Wednesday, October 12, 2011

Quote of the Day: Peter Wallison

There is no mystery where the Occupy Wall Street movement came from: It is an offspring of the same false narrative about the causes of the financial crisis that exculpated the government and brought us the Dodd-Frank Act. According to this story, the financial crisis and ensuing deep recession was caused by a reckless private sector driven by greed and insufficiently regulated. It is no wonder that people who hear this tale repeated endlessly in the media turn on Wall Street to express their frustration with the current conditions in the economy.

Their anger should be directed at those who developed and supported the federal government's housing policies that were responsible for the financial crisis....

Beginning in 1992, the government required Fannie Mae and Freddie Mac to direct a substantial portion of their mortgage financing to borrowers who were at or below the median income in their communities. The original legislative quota was 30%. But the Department of Housing and Urban Development was given authority to adjust it, and through the Bill Clinton and George W. Bush administrations HUD raised the quota to 50% by 2000 and 55% by 2007

When the bubble deflated in 2007, an unprecedented number of weak mortgages went into default, driving down housing prices throughout the U.S. and throwing Fannie and Freddie into insolvency. Seeing these sudden losses, investors fled from the market for privately issued MBS, and mark-to-market accounting required banks and others to write down the value of their mortgage-backed assets to the distress levels in a market that now had few buyers. This raised questions about the solvency and liquidity of the largest financial institutions and began a period of great investor anxiety.

The government's rescue of Bear Stearns in March 2008 temporarily calmed the market. But it created significant moral hazard: Market participants were led to believe that the government would rescue all large financial institutions. When Lehman Brothers was allowed to fail in September, investors panicked. They withdrew their funds from the institutions that held large amounts of privately issued MBS, causing banks and others—such as investment banks, finance companies and insurers—to hoard cash against the risk of further withdrawals.

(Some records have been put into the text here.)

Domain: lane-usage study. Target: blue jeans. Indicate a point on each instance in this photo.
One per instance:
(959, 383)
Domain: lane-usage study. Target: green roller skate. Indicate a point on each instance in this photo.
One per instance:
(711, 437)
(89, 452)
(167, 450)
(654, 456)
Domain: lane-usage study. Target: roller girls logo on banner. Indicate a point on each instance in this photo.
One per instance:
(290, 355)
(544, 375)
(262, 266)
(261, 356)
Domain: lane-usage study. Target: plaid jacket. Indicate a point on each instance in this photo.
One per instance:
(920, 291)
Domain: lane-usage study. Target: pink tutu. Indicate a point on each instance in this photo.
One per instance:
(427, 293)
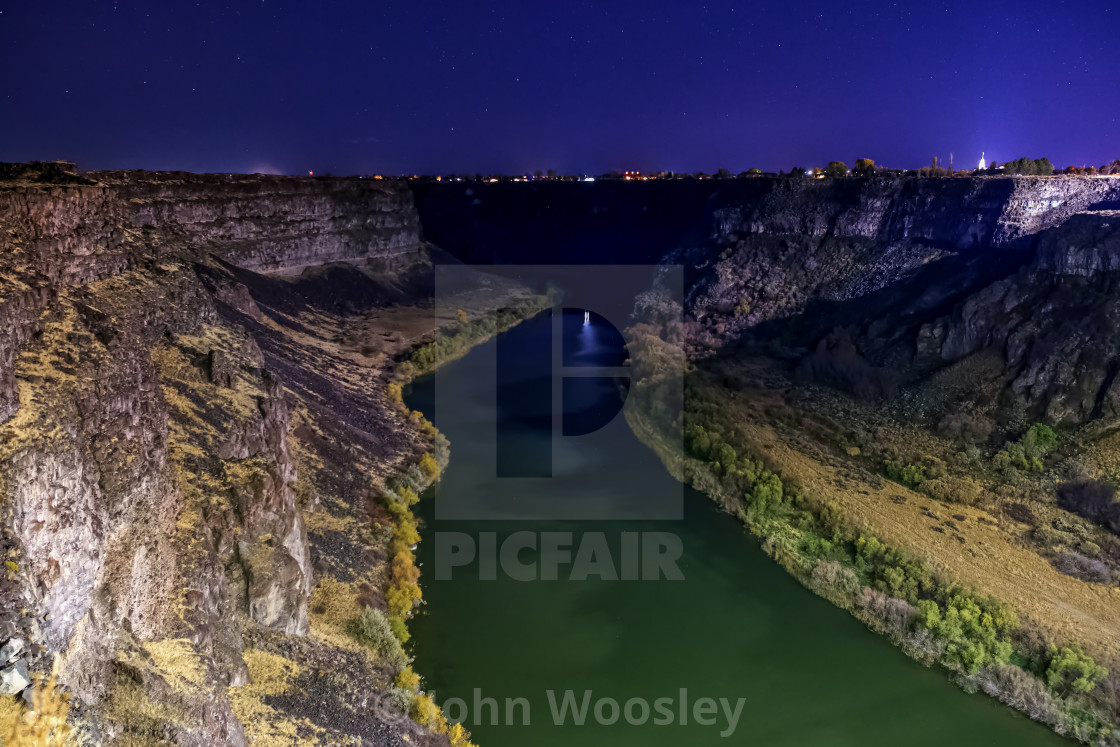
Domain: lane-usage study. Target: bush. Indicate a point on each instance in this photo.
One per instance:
(974, 629)
(894, 615)
(907, 474)
(1079, 566)
(834, 581)
(1072, 670)
(1022, 691)
(1026, 455)
(399, 700)
(408, 680)
(373, 631)
(1093, 500)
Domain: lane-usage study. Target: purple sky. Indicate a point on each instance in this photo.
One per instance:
(401, 86)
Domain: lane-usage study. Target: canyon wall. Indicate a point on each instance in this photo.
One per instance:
(149, 492)
(642, 222)
(272, 224)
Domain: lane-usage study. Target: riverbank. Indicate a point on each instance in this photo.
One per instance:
(729, 454)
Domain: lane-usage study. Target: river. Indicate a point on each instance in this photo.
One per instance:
(647, 652)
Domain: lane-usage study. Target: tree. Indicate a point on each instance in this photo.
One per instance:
(865, 167)
(1072, 670)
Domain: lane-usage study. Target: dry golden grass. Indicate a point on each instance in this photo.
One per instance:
(178, 663)
(44, 725)
(264, 726)
(987, 556)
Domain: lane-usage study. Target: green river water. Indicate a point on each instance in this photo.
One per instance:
(736, 627)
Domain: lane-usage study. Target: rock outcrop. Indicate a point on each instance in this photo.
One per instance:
(1055, 323)
(154, 513)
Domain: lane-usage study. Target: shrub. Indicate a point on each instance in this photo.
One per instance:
(373, 631)
(894, 615)
(907, 474)
(399, 700)
(400, 629)
(429, 467)
(976, 631)
(47, 727)
(1022, 691)
(401, 599)
(1072, 670)
(1026, 455)
(1079, 566)
(408, 680)
(425, 711)
(834, 581)
(1093, 500)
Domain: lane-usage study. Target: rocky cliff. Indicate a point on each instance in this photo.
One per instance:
(169, 441)
(1054, 324)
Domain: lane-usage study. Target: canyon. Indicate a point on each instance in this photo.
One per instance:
(197, 420)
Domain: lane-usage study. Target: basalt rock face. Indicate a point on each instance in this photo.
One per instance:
(776, 249)
(955, 213)
(273, 224)
(1055, 323)
(150, 505)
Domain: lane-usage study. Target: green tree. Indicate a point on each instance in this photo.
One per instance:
(1072, 670)
(865, 166)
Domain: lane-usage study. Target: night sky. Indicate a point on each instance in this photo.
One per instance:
(403, 86)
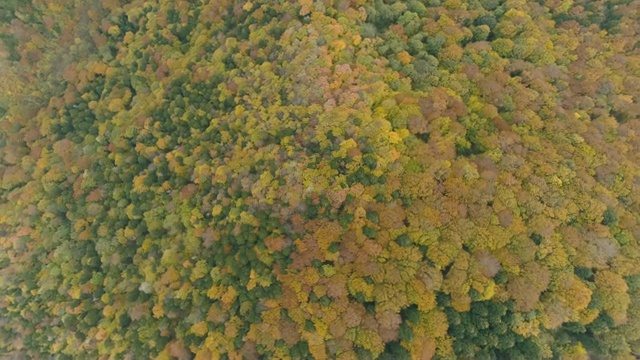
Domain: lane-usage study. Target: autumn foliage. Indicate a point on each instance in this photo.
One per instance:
(348, 179)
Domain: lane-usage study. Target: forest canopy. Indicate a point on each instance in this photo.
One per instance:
(329, 179)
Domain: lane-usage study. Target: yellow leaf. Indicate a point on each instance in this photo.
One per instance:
(200, 328)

Their refusal to lend to one another in these conditions froze credit markets, bringing on what we now call the financial crisis.

The narrative that came out of these events—largely propagated by government officials and accepted by a credulous media—was that the private sector's greed and risk-taking caused the financial crisis and the government's policies were not responsible. This narrative stimulated the punitive Dodd-Frank Act—fittingly named after Congress's two key supporters of the government's destructive housing policies. It also gave us the occupiers of Wall Street.